The EBI team could store 757 Kilo bytes of information in 337 pg of DNA at an information storage density of ~2.2 Petabyte per gram (1 Petabyte = 10^15 bytes).
At this information density one can store ~100 TB of the US National Archives and Records Administration’s Electronic Records Archives’ 2011 in just about 0.05 grams of DNA, 2 Peta Byte archive of web sites from the Internet Archive Wayback Machines in ~1 gram of DNA, and CERN’s 80 Peta Byte LHC data in ~35 grams of DNA.
This is not the first time scientists have tried to exploit DNA for information storage. Just last year, a Harvard team led by George Church showed how one can store information in DNA. However, that and other previous uses of DNA for information storage either were not scalable or error prone.
Encoding Information as non-repetitive DNA
In the paper published in Nature this week Goldman et. al made a big stride towards making DNA for storing information practical. The first step in information storage in DNA is a scheme to convert the document into a string of DNA. Goldman et. al. came up with a encoding procedure that converts information into DNA by converting each byte of the original information into a trit (0/1/2) and then each trit to a nucleotide.
In case of a text file each character is a byte size and each character is coded into to five nucleotides. For example, in the above figure, the letter “B” in “Birney” is encoded as “TAGTA”.
The cleverness of their method lies in coming up with an encoding scheme that converts the base-3 trits to DNA, makes sure that there are no repeated nucleotides. Note that the trits corresponding to “B” is “20100” with two consecutive zeroes at the end, but the encoded DNA is “TAGTA” with no repetition of nucleotides. The non-repetitive DNA makes it easy to sequence with no error and in reconstructing the original message. On the other hand, the approach Church et. al took simply converted the binary version of text/information to A/T/G/C and that resulted in a lot of repetitive nucleotides making it an error prone approach.

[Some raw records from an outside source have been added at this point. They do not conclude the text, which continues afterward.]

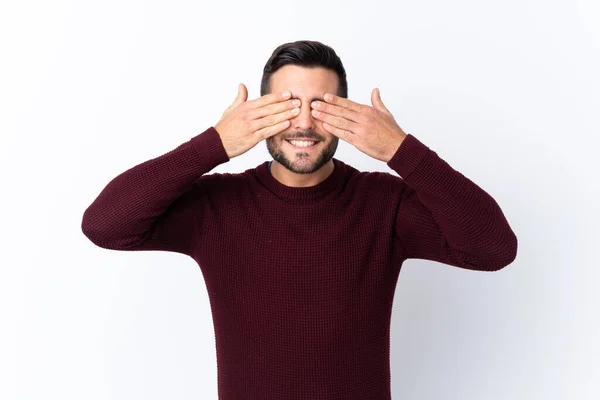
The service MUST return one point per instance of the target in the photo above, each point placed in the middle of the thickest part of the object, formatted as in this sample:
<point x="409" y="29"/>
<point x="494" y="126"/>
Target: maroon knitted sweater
<point x="301" y="279"/>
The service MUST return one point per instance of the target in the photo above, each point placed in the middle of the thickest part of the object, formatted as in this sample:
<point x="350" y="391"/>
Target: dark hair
<point x="304" y="53"/>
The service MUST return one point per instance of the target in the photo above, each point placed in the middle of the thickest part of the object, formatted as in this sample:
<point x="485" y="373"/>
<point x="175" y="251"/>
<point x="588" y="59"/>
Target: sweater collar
<point x="302" y="194"/>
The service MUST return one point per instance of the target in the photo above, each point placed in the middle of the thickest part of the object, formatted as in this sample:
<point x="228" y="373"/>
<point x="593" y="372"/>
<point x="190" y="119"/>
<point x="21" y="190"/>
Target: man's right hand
<point x="245" y="123"/>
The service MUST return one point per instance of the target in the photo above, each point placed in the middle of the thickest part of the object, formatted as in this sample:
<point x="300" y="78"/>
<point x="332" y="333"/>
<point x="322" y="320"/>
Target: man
<point x="301" y="255"/>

Goldman et. al. also investigated the practicality of using DNA as storage option. Their work showed that with the current sequencing technology, encoding information as DNA costs about $12,400 per MB and decoding the DNA costs about $220 per MB. The high encoding/storage cost makes this technology a viable only for a long term storage. Ewan Birney, a member of the project said in his blogpost
Using tape storage for comparison, we estimate that it is currently cheaper to store digital information as DNA only if you plan to store the information for a long time (in our model between 600 to 5000 years). If the cost of DNA synthesis falls by two orders of magnitude (which is kind of what happened over the past decade), it will become a sensible way to store data for the medium term (below 50 years).
In the blogpost, Ewan Birney said that idea of this project came during a discussion with Nick Goldman after a long day at a bar (Gaswerk hotel bar in Hamburg to be precise) and extremely happy to see the fruition of the idea to reality.
Ewan Birney and Nick Goldman do not want to just stop here, but want to build an “archive that stored a substantial amount of information for a future civilization to read?” Exciting times ahead.